1

131 13 7
                                    

//28 Desember 2018//

Terus bersembunyi, menutup diri dari dunia luar. Berperan mati, walaupun hidup. Mekar dalam ketakutan yang terasa abadi.

Ketika ia pikir hidupnya mulai membaik, ia terbuai. Seperti tipikal manusia yang melupakan Tuhan saat kebahagiaan datang.

Ia lupa jika pena Tuhan tak akan berhenti sampai akhir zaman.

Saat boneka-Nya telah menyelesaikan skenario lama, maka Dia akan memberikan skenario yang baru.

Skenario baru itu kini dimulai.

Semua berawal dari atensi penuh yang ia berikan kepada anak berpakaian kumal yang berdiri di depan gerbang kediamannya. Ia pikir salah seorang pelayan pasti akan menghampiri anak itu, namun setelah hampir sepuluh menit berlalu, anak itu masih berdiri di tempatnya. Lantas lewat sambungan telepon, akhirnya ia mengambil tindakan.

"Rottwel, seorang anak terus berdiri di depan gerbang rumah kita."

- - - - - - - - - - - - - - - - - - - -

Lavienne Whilshere.

Baginya menyandang nama bangsawan bukanlah anugrah yang patut ia syukuri.

Seperti bagaimana ia ingin membuang nama 'Whilshere', seperti bagaimana ia ingin membuang masa lalunya.

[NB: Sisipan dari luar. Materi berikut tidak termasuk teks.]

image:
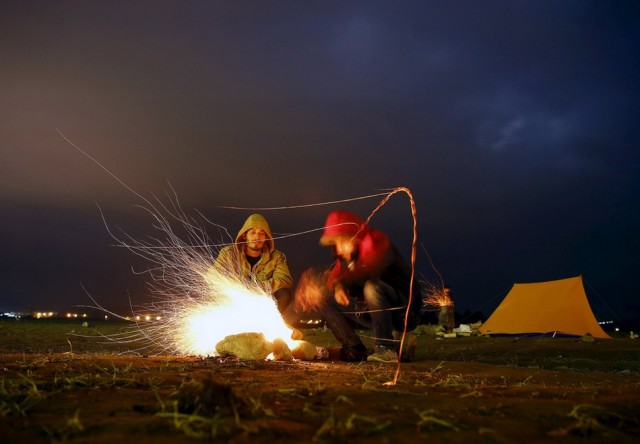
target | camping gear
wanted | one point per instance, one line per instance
(557, 307)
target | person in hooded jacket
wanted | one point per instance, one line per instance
(254, 254)
(367, 284)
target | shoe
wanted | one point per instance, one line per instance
(383, 354)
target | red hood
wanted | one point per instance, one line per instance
(342, 223)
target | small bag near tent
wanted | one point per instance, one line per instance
(553, 307)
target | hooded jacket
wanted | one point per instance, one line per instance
(271, 269)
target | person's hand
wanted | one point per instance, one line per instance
(341, 296)
(308, 295)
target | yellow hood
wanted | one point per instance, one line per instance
(256, 221)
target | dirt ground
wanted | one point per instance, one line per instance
(57, 386)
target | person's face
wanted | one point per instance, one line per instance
(345, 247)
(255, 240)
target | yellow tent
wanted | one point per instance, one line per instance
(558, 307)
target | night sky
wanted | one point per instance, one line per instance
(514, 123)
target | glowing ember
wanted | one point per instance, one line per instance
(243, 308)
(437, 297)
(197, 305)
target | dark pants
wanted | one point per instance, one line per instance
(380, 308)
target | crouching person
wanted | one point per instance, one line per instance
(368, 284)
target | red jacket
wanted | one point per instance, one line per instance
(374, 258)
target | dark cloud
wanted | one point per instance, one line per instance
(513, 123)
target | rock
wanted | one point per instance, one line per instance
(304, 351)
(281, 351)
(246, 346)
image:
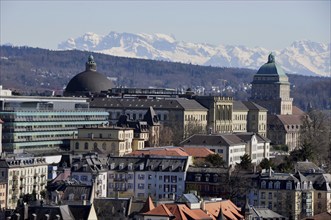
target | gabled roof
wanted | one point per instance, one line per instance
(160, 210)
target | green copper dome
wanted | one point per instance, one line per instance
(271, 67)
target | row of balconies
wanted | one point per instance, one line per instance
(82, 118)
(30, 138)
(60, 128)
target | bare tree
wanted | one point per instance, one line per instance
(315, 132)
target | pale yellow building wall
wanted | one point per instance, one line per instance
(194, 122)
(322, 202)
(23, 180)
(3, 195)
(113, 140)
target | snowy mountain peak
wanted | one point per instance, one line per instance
(302, 57)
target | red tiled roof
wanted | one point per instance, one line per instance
(160, 210)
(197, 151)
(229, 210)
(182, 212)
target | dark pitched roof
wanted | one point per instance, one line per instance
(151, 118)
(136, 103)
(239, 106)
(297, 111)
(285, 119)
(111, 208)
(152, 163)
(222, 139)
(307, 167)
(190, 104)
(148, 206)
(80, 211)
(253, 106)
(214, 139)
(53, 211)
(160, 210)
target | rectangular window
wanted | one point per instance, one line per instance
(141, 176)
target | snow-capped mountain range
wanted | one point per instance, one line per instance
(302, 57)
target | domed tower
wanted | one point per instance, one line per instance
(271, 88)
(88, 82)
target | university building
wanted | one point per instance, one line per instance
(271, 89)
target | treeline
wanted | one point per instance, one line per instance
(33, 70)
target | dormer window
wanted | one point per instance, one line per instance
(277, 185)
(207, 177)
(263, 184)
(112, 166)
(289, 185)
(130, 166)
(197, 177)
(141, 167)
(270, 185)
(71, 196)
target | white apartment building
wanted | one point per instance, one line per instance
(24, 175)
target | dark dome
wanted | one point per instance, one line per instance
(87, 82)
(271, 68)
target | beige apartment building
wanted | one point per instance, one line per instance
(3, 194)
(180, 114)
(116, 141)
(23, 175)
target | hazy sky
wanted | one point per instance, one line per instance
(270, 24)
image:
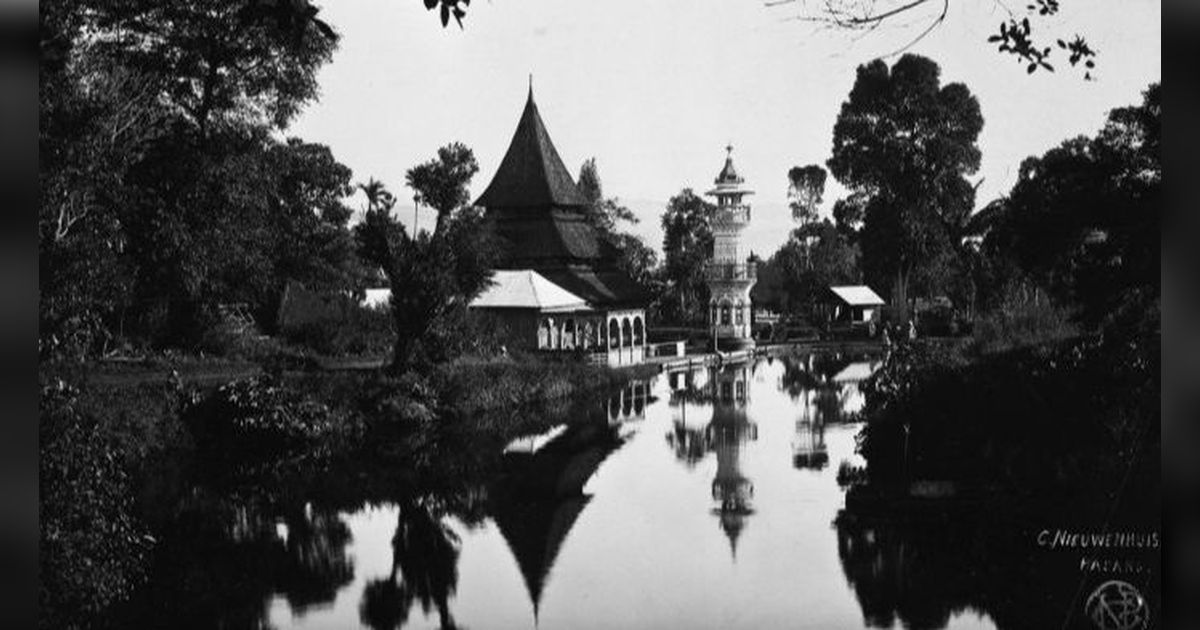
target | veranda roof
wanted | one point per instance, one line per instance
(526, 288)
(857, 295)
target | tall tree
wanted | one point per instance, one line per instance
(687, 249)
(904, 144)
(442, 183)
(432, 276)
(815, 256)
(1084, 220)
(606, 215)
(805, 186)
(1019, 35)
(220, 63)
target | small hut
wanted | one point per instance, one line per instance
(853, 305)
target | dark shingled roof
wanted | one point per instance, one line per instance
(535, 211)
(531, 173)
(729, 174)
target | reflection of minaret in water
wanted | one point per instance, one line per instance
(726, 435)
(808, 444)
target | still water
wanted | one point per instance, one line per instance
(707, 498)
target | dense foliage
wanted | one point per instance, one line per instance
(904, 145)
(1084, 220)
(433, 275)
(257, 419)
(93, 550)
(687, 247)
(1069, 418)
(607, 214)
(167, 191)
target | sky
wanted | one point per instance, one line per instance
(655, 90)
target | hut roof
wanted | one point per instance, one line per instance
(532, 174)
(857, 295)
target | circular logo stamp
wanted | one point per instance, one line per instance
(1117, 605)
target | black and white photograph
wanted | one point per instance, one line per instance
(600, 315)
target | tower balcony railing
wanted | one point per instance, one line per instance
(748, 270)
(733, 214)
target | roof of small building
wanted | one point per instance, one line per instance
(857, 295)
(532, 173)
(526, 288)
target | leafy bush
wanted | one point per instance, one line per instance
(93, 551)
(1066, 417)
(363, 331)
(1017, 324)
(257, 418)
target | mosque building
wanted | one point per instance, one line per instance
(558, 287)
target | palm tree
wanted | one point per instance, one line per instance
(378, 197)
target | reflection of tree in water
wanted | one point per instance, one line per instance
(921, 567)
(425, 570)
(220, 563)
(316, 564)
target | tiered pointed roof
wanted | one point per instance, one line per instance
(537, 213)
(729, 181)
(532, 173)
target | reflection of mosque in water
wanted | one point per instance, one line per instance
(727, 431)
(539, 493)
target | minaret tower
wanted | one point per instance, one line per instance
(730, 273)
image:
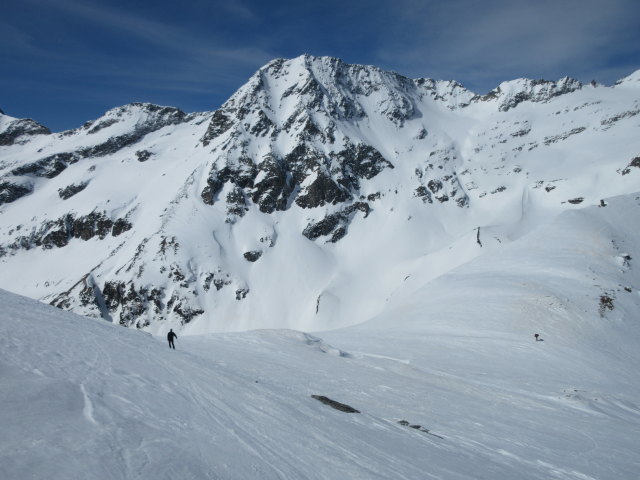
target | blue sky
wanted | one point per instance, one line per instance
(63, 62)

- - - - - - - - - - - - - - - - - - - -

Cemilan dan minuman hangat, juga mantel telah ia siapkan di atas meja. Atas permintaan sang nona yang berbaring di sebuah ruangan yang berbeda, Rottwel menjamu tamu cilik tak diundang dengan tangannya sendiri.

"Selamat sore. Duduklah," sapanya sebelum memulai pembicaraan.

"Te-terimakasih." Anak itu membalasnya dengan canggung.

"Siapa namamu?" tanyanya.

Anak itu menggerakkan bibirnya demi mengucapkan beberapa patah kata. "Na-namaku Shiloh, Tuan." Suaranya mencicit, mirip seperti tikus kecil yang terjepit di dalam jebakan.

Rottwel menatap lekat-lekat wajah anak itu. Agaknya ia bingung dengan kemiripan yang dimiliki oleh Shiloh dan nona muda yang disembunyiknnya.

Shiloh memiliki rambut coklat yang tebal seperti nonanya, alis penuh yang sedikit melengkung seperti nonanya, kelopak mata runcing dengan bola mata biru seperti nonanya. Ia juga memiliki tonsil mungil seperti nonanya, gigi kelinci yang mengintip malu di celah bibirnya -itu juga seperti nonanya-, dan kulit tan hangat yang juga seperti nonanya. Bila mereka disejajarkan, mungkin orang-orang akan mengira mereka adalah pasangan ibu dan anak, atau kakak dan adik.

"Tuan?"

Rottwel mengerjabkan matanya sekali. "Nah, aku melihatmu berdiri di depan gerbang rumah cukup lama-," ujarnya. "-dan itu terlalu dangkal untuk disebut sebagai sebuah kebetulan." sambungnya.

"I-itu ...." Shiloh bergumam.

"Ku harap kau tidak keberatan mengatakan maksud kedatanganmu, atau kedatanganmu akan menjadi sia-sia." ujar Rottwel dengan senyum simpul di bibirnya.

"U-uh ... itu ..."

"Itu?"

Shiloh menundukan wajahnya dalam-dalam. "Tu-Tuan Levi ... memintaku untuk membawa No-nona Lavienne kehadapannya."

Pernyataan itu berhasil mengejutkan Rottwel. Untungnya keterkejutan itu berhasil ia atasi dengan cepat sebelum Shiloh menyadarinya. "Maaf Shiloh, tak ada yang bernama Lavianne di sini, bahkan aku juga tak mengenal 'Tuan Levi' yang kau sebutkan tadi."